Para se pensar uma Estratégia Nacional para o Mar, é necessário ir sempre mais fundo, ou mais alto, não bastando ficarmo-nos por questão de imediata ordem económico-financeira. Não se perceber isto, é, afigura-se-nos, não se perceber nada.

2 comentários:

Anónimo disse...

As posições estratégico-marítimas das terras lusitânicas e as outras distribuídas na roda do mundo, em conjunto, deram sentido ao nome de Portugal (Portugal dos Portos, como matagal dos matos, olival das oliveiras, ou laranjal das laranjeiras, conforme a expressão da autoridade incontornável nesta matéria, o Arquitecto-paisagista Álvaro Dentinho).

Portugal dos Portos afigura-se desígnio que, estou convicto, foi motivo da obra crónica dos reis de Portugal desde o início da nacionalidade. Se atendermos ao desenho fisiográfico das terras lusitanas logo parece que D. Afonso Henriques foi o escultor inicial da paisagem portuguesa – antevendo a potência, adoçou as formas, retirou o que demais via na pedra bruta e conferiu o sentido à obra necessária. O rei que deu o nome a Portugal e os políticos do seu tempo tinham a noção da posição geo-estratégica dos portos do Sul da Lusitânia e sua importância para a nova composição ecuménica dos mundos, qual motivo político desde o princípio ao fim da monarquia portuguesa.

A burrice obscuramente instalada, continentalizada e castelhanizada pelo socialismo destruiu o desenho de Portugal.

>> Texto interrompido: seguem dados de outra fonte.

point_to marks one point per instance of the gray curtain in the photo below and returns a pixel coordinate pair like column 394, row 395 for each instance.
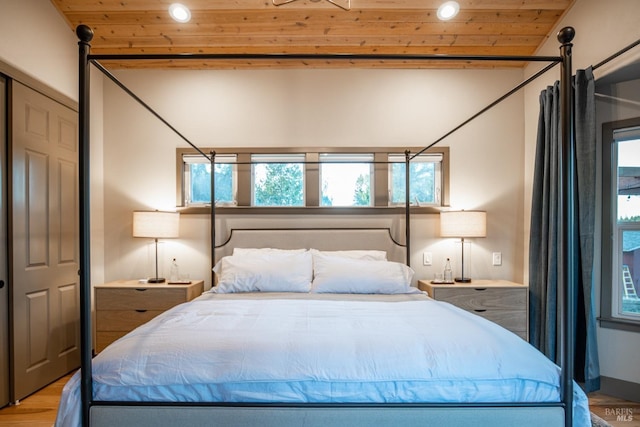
column 543, row 274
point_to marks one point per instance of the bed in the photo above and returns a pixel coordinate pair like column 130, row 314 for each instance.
column 318, row 327
column 398, row 362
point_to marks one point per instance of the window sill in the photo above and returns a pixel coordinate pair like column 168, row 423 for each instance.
column 315, row 210
column 619, row 324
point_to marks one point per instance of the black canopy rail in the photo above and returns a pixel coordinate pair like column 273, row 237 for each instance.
column 567, row 279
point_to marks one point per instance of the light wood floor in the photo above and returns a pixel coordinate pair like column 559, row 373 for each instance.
column 39, row 409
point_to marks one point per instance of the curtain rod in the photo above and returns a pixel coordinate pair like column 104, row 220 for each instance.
column 319, row 56
column 615, row 55
column 617, row 98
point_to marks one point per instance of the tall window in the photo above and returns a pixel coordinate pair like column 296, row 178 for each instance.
column 346, row 179
column 425, row 180
column 621, row 187
column 278, row 179
column 197, row 180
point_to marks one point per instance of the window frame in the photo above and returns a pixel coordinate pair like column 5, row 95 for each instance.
column 312, row 181
column 422, row 158
column 348, row 158
column 196, row 158
column 610, row 288
column 276, row 158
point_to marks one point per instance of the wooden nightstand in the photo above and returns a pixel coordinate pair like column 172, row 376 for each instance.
column 123, row 305
column 503, row 302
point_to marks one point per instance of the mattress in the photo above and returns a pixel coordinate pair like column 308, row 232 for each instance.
column 322, row 348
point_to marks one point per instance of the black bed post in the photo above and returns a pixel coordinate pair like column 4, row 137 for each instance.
column 407, row 209
column 567, row 274
column 85, row 34
column 212, row 160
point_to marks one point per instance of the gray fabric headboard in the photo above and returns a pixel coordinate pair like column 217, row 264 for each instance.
column 318, row 238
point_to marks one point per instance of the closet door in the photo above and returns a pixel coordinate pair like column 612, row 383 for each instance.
column 45, row 292
column 4, row 279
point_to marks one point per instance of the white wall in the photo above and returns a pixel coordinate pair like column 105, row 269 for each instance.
column 37, row 43
column 315, row 108
column 602, row 28
column 35, row 39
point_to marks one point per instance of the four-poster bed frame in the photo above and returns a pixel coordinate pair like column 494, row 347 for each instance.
column 99, row 413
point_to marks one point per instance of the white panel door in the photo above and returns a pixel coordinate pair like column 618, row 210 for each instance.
column 45, row 297
column 4, row 279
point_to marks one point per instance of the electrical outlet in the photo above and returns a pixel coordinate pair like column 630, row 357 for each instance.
column 427, row 258
column 497, row 258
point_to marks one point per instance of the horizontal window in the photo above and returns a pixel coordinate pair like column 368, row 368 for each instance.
column 425, row 180
column 299, row 177
column 346, row 179
column 278, row 179
column 197, row 180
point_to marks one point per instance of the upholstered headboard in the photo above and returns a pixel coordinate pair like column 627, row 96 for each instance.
column 334, row 238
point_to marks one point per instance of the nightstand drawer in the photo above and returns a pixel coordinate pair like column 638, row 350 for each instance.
column 473, row 299
column 500, row 301
column 123, row 305
column 147, row 298
column 121, row 320
column 514, row 320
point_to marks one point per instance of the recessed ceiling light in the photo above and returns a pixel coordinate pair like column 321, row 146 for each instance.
column 180, row 12
column 448, row 10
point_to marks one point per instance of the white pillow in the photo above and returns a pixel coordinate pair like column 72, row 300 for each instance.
column 265, row 272
column 372, row 255
column 357, row 276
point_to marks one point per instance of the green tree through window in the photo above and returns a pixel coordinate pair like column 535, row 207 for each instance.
column 279, row 184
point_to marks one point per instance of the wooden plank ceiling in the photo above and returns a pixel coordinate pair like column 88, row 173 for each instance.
column 410, row 27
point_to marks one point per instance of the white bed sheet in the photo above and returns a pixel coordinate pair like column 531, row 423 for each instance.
column 320, row 348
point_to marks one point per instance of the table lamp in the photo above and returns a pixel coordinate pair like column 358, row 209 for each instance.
column 463, row 224
column 156, row 225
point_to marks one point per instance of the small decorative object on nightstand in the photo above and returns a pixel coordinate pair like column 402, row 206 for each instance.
column 123, row 305
column 503, row 302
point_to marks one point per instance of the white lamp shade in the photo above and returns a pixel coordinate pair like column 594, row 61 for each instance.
column 463, row 224
column 156, row 224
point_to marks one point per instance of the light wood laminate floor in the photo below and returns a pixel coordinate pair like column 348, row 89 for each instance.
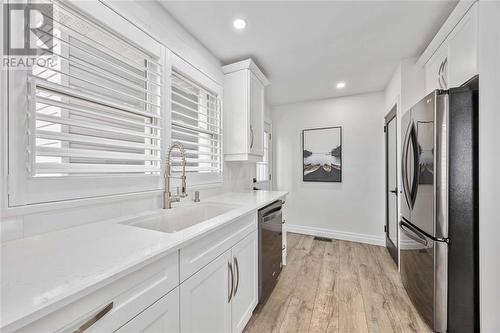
column 337, row 287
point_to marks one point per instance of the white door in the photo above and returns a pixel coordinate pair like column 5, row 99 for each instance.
column 161, row 317
column 256, row 114
column 391, row 185
column 245, row 293
column 206, row 298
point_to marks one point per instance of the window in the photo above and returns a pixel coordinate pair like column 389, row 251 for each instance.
column 263, row 168
column 93, row 119
column 196, row 123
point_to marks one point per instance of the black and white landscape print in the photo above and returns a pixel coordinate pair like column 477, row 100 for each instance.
column 322, row 154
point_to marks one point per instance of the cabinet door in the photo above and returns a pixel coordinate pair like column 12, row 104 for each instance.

O sinal actual é de um Portugal lusitano deprimido e demitido do serviço que lhe cabe no concerto das nações (ou dos mundos).

Valham-nos os portugueses de além-mar e contra-maré remar, remar!… Parabéns por este albergue português.

Nuno Cavaco - http://cronicasdeconistorgis.blogspot.com/

Gonçalo Magalhães Collaço disse...

O que é estranho, dir-se-ia, é Portugal, i.e., os portugueses, ou a sua maioria, viverem no mais completo esquecimento do seu passado. Dir-se-ia mas não sem alguma ingenuidade porque, se os portugueses, ou a sua maioria, vivem no mais completo esquecimento do seu passado, é porque, uma minoria, desde há séculos, tem promovido, contínua, sistemática e activamente, esse mesmo esquecimento. É um enigma porque Portugal, ainda hoje, para usar uma expressão de Pinharanda Gomes, sofre como uma nação ocupada.
Esquecemos tudo. Tinha Portugal, desde início, a consciência dos seus portos? Tinha. E mais do que isso, se olharmos ara o Índico, ainda hoje os pontos críticos, numa perspectiva estratégica, são exactamente os mesmos onde Portugal, já nos idos de 1500, firmou as sua praças fortes, os seus portos chave de vigilância e domínio desses mares longínquos.
Esquecemos também, por exemplo, como a conquista de Lisboa foi, de um ponto de vista militar, a primeira operação conjunta da história, envolvendo numa mesma manobra, tanto forças terrestres como marítimas, como nos lembra Carlos Selvagem na sua obra, Portugal Militar.
Enfim, como diria o José Marinho, enquanto houver 500 portugueses…
Ou seja, cumpre-nos rememorar os portugueses de quem são e, quem sabe, talvez um dia acordem deste sono letárgico em que permanecem desde há séculos.
Agradeço e dou os parabéns também pelo excelente Crónicas de Conistorgis e, por extensão, agradeço também a descoberta dos cadernos de Filosofia Extravagante e d’ O Lugar da Alma que, na minha vasta ignorância, completamente desconhecia.